Opinion: Over the last few days I, like many others, have been thinking about Jim, his legacy and what made him the political force he was.
Much of the public commentary has rightly focused on his enormous sense of principle and the major contribution he made to our country. Jim was an absolute giant of New Zealand politics, and his life and accomplishments are already turning into legend.
But one of things that I keep coming back to with my memories and musings is what an ordinary extraordinary man he was. For Jim, politics was first and foremost about people. At the heart of his career and everything he did in public life, was a strong sense of compassion.
Jim approached every decision in public life through the lens of what would it mean for the people he represented. At the height of the often lonely battles of the 1980s against Rogernomics, Jim told me he was driven by stories he saw of people he knew in his community, including people on his electorate committee who lost their jobs, and along with it their hope and their dignity.
Politics never seemed overly theoretical or complicated for Jim. Rather, he was a man who had a hardwired political compass that knew right from wrong. What mattered to him was what happened to people – to their lives and their aspirations.
Jim became my local MP when I was nine years old. I can still vividly remember watching him hold a street corner meeting outside our house in 1984. I was curious and captivated by what I saw. Growing up in 1980s South Christchurch, it seemed to me that there was a magical figure that if something went wrong people went and saw him and he fixed it.
When the Christchurch City Council wanted to chop down the trees in our street, my mother and some of the neighbours called in Jim. The trees remained. He didn’t treat that small local issue any differently to how he treated major events like setting up KiwiBank. All politics were local for Jim.

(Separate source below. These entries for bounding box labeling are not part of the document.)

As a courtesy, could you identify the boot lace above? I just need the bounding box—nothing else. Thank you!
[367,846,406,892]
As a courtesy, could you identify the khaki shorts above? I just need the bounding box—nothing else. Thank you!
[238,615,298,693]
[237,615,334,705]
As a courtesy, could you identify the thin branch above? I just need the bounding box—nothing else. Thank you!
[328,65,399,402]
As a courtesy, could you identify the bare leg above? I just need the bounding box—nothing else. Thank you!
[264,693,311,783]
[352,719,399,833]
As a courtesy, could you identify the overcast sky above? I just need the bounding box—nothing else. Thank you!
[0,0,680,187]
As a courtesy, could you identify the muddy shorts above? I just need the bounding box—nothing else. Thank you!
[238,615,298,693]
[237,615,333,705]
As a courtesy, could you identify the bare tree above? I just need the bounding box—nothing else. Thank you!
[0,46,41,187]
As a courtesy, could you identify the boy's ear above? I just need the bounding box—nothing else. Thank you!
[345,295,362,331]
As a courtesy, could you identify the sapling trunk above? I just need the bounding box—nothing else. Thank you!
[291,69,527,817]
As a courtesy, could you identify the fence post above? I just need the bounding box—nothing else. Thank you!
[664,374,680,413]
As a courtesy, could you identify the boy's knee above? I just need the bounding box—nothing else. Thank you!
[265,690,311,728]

When it turned out that I was the only nominee for the Wigram seat, I made the mistake of suggesting to Jim I thought that maybe I’d over-organised. I can still hear the silence on the other end of the phone when I uttered those words. It was broken a few seconds later with a firm rebuke that “there’s no such thing as over-organising!”
I consider myself immensely fortunate to have been taught by Jim about being a local MP. A day or so after the February 2011 earthquake, I hadn’t been elected yet and was still just a candidate, helping out Jim deal with local issues. There was a council housing complex who we had visited and there were a number of elderly people there without bread or milk. It was getting late in the day, and I suggested we just go to the supermarket and buy supplies ourselves.
Jim looked at me and said “There’s not enough money in the world for you to do that for everyone who’s going to come to you when you’re an MP. Your job is to find structural solutions that actually fixes what’s wrong.” So instead, Jim called around local organisations and businesses until he found someone who was willing to donate food and regularly help the people in the flats until things were sorted.

Combined with that approach was Jim’s famously phenomenal organising abilities. Especially when it came to politics, Jim was meticulous about every detail. This was something he really pressed into me when I was thinking about running myself.
When it turned out that I was the only nominee for the Wigram seat, I made the mistake of suggesting to Jim I thought that maybe I’d over-organised. I can still hear the silence on the other end of the phone when I uttered those words. It was broken a few seconds later with a firm rebuke that “there’s no such thing as over-organising!”
I’d seen him put this philosophy into practice countless times. After his experiences in the 1960s when his modernisation proposals for the Labour Party were voted down at annual conference, Jim became a fiendishly determined counter of votes. It was never enough to assume you had the numbers for something, you had to know.
I remember in 2010 where there was a vote around his endorsement as mayoral candidate by the People’s Choice, the left-leaning council ticket in Christchurch. One of Jim’s most loyal trusted lieutenants who had been with him through many years of political combat was on the committee. Jim still had me call him to confirm he was a yes.
It’s sometimes said that the mark of a good leader is devoted followers and Jim is great proof of that. In Wigram, he had an incredibly loyal team of people who had been working with him for years.
Jeanette Lawrence, his campaign manager and electorate agent, for example had run every campaign for him since 1984. She and a number of others became an extended family to Jim and all of them worked incredibly hard because they believed in him and what he was doing. I feel incredibly lucky to have been part of this group.
The last thing to mention is that Jim was someone who utterly loved music, movies and sports. I remember visiting him last year in the middle of what was quite a heated and busy election campaign. He was tuning his radio to listen to a game that was coming on, and I made the mistake of asking him what game it was. “What kind of MP for Wigram doesn’t know when the bloody league’s on?” he asked incredulously.
He did concede that maybe I could get a pass given I was in campaign mode. This was after all the man who would not let me attend his investiture last year, as he thought my time was much better spent holding street corner meetings.
Jim’s funeral is today. We will gather to remember him, tell stories about his amazing life, and reflect on the wonderful friend, mentor, father, husband, and New Zealander we’ve lost.
For me, what I’ll always remember is what a kind, caring and giving man he was. Our country is much better off for the role he has played in shaping it, and like so many people, my own life is so much better because I knew him.
Megan Woods worked on many of Jim Anderton’s campaigns. In 2011 she succeeded him as MP for Wigram.